Plus la mobilisation climatique gagne du terrain, plus ceux et celles qui bénéficient du système actuel d'exploitation des énergies fossiles résistent, analyse-t-elle.

Pour Léa Ilardo, co-porte-parole du collectif étudiant La planète s'invite à l'Université, ce sommet des Nations unies laisse un goût particulièrement amer.

C'est très difficile à accepter. Ça fait un an de mobilisation pour ma part, mais des années et des années pour beaucoup d'autres personnes, notamment les peuples autochtones, qui sont au premier rang de cette lutte.
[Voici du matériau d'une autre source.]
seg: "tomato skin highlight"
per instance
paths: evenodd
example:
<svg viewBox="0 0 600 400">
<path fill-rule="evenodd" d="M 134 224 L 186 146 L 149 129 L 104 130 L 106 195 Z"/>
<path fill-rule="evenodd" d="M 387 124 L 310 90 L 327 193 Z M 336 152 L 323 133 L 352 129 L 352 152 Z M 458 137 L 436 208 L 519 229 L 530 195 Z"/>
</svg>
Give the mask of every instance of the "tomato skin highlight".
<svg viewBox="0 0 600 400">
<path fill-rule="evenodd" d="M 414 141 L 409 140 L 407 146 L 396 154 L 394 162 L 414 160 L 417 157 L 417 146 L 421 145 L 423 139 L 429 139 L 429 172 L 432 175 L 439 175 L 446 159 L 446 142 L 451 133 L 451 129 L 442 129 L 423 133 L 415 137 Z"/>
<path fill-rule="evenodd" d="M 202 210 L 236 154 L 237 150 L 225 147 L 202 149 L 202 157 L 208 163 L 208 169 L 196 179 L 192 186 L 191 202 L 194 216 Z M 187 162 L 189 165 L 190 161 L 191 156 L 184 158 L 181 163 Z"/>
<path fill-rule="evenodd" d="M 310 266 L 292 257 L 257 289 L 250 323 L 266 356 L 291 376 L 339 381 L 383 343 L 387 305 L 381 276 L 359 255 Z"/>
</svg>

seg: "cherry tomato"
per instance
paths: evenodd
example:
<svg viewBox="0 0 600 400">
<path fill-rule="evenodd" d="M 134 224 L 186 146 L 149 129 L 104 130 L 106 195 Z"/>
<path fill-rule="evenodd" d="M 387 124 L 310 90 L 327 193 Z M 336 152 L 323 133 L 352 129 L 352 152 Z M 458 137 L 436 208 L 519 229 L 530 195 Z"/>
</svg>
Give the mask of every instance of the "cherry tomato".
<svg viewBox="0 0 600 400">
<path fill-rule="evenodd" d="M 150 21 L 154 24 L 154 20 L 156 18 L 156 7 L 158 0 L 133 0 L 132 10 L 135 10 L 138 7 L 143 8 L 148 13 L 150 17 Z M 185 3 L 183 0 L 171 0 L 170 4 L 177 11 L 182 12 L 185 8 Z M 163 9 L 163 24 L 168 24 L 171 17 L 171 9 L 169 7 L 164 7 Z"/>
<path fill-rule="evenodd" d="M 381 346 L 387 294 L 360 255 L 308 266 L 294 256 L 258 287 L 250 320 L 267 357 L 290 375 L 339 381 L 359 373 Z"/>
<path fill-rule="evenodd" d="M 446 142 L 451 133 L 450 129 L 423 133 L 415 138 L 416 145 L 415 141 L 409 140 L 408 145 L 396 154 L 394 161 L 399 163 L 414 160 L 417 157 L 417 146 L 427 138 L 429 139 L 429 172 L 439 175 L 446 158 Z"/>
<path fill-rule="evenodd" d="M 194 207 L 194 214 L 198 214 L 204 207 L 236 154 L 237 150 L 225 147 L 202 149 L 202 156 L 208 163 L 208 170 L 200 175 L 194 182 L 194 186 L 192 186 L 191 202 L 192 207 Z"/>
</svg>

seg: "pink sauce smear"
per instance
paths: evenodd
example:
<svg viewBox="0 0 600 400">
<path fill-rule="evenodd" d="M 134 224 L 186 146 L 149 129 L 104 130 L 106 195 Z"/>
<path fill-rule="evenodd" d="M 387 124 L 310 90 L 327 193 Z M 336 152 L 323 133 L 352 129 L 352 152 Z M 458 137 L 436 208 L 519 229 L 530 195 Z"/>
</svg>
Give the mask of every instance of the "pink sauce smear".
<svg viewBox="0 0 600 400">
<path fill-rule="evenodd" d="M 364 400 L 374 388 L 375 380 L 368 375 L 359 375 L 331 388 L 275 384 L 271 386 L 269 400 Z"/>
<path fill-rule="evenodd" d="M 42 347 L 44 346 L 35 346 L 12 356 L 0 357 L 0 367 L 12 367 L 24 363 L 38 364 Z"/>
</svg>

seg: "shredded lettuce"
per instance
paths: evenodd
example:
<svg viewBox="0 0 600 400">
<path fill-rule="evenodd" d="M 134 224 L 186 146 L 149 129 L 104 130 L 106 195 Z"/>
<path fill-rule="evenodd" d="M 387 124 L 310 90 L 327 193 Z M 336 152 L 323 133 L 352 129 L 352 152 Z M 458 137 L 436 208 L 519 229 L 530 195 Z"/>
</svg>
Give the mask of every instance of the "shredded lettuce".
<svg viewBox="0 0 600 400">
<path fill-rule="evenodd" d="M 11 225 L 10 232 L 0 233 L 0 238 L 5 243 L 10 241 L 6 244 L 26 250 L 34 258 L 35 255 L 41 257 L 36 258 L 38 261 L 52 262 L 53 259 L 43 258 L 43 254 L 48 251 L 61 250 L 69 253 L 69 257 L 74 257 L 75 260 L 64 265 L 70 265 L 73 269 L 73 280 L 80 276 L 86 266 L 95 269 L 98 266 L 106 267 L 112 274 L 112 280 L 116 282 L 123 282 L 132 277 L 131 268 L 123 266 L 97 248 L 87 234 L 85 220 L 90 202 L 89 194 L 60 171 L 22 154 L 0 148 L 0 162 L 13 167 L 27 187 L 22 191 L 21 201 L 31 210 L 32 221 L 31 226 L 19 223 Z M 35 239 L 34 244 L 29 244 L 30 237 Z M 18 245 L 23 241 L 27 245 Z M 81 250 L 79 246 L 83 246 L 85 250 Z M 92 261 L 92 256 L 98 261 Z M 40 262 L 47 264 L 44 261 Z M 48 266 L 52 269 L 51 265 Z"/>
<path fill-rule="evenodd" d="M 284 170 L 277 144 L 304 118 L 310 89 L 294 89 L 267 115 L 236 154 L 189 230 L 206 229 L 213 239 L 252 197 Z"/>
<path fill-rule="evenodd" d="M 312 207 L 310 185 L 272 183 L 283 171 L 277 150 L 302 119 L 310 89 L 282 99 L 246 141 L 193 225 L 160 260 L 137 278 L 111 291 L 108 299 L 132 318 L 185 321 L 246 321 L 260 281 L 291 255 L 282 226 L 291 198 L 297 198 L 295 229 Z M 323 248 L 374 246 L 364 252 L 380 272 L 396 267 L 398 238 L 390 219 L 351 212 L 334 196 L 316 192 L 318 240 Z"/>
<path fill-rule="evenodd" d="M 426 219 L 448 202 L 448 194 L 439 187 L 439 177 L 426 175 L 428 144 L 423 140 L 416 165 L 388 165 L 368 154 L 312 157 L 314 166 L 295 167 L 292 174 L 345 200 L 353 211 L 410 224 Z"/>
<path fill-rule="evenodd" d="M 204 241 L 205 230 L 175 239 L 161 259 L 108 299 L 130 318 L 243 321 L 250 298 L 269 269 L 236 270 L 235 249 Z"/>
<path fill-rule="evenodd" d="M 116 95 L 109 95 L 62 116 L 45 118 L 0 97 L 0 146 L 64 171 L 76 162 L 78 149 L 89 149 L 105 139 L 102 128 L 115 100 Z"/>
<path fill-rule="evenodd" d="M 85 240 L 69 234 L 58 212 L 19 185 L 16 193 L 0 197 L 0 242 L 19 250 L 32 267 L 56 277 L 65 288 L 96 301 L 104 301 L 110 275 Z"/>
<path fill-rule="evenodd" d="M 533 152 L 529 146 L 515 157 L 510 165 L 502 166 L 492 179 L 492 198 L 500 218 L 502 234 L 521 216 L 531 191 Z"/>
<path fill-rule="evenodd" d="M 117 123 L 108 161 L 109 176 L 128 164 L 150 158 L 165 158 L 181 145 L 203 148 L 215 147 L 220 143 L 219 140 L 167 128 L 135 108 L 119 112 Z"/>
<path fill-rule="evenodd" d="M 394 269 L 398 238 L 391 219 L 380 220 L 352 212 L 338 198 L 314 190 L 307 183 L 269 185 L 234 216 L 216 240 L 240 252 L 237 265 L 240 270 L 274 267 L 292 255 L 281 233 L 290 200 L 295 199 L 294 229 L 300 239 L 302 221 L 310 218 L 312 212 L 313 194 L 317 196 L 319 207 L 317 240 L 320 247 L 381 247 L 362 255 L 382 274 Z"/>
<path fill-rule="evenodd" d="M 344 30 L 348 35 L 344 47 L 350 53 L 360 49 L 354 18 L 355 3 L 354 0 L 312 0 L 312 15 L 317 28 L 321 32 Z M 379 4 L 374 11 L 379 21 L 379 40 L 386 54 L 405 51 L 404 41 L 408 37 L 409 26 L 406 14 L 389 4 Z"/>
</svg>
Mais finalement, il n'y a aucune ambition au niveau politique et encore du temps de perdu. Ça s'est terminé avec des textes finaux qui sont très faibles, quasiment vides, se désole-t-elle.

Le gouvernement fédéral déçu

Le ministre fédéral de l'Environnement, Jonathan Wilkinson, a ajouté sa voix à celle des intervenants se disant déçus des résultats de la COP25.

Dans une série de tweets publiés dimanche en début de soirée, M. Wilkinson a précisé que le Canada s'est rendu à la COP25 dans un esprit de compromis et dans une perspective de s'engager à agir.

S'il y a eu des succès, nous sommes déçus que la planète n'ait pas été en mesure de s'entendre sur des règles régissant la bourse mondiale du carbone, qui nous aiderait tous à rehausser nos ambitions à Madrid, a-t-il ajouté.

Le ministre précise par ailleurs qu'Ottawa continuera d’œuvrer, avec ses partenaires internationaux, pour déterminer des règles efficaces pour les marchés internationaux lors de la prochaine COP, en 2020.

Un processus qui a manqué de souffle

Les tractations internationales en cours à Madrid depuis deux semaines se sont enlisées, les pays n'arrivant pas à s'entendre sur ce qui est appelé la règle 6, soit un projet de mise sur pied d'une bourse mondiale du carbone.

Les participants à la conférence ont donc reporté le dossier à l'an prochain, à Glasgow, dans l'espoir de trouver une façon de sortir de l'impasse.

Un tel système permettrait aux pays qui arrivent à dépasser leurs cibles de réduction des GES de vendre des crédits aux pays qui ne sont pas capables de les atteindre. Cela inciterait aussi, pense-t-on, les entreprises à adopter des pratiques écoresponsables, que ce soit en améliorant leur efficacité énergétique ou en utilisant les énergies renouvelables.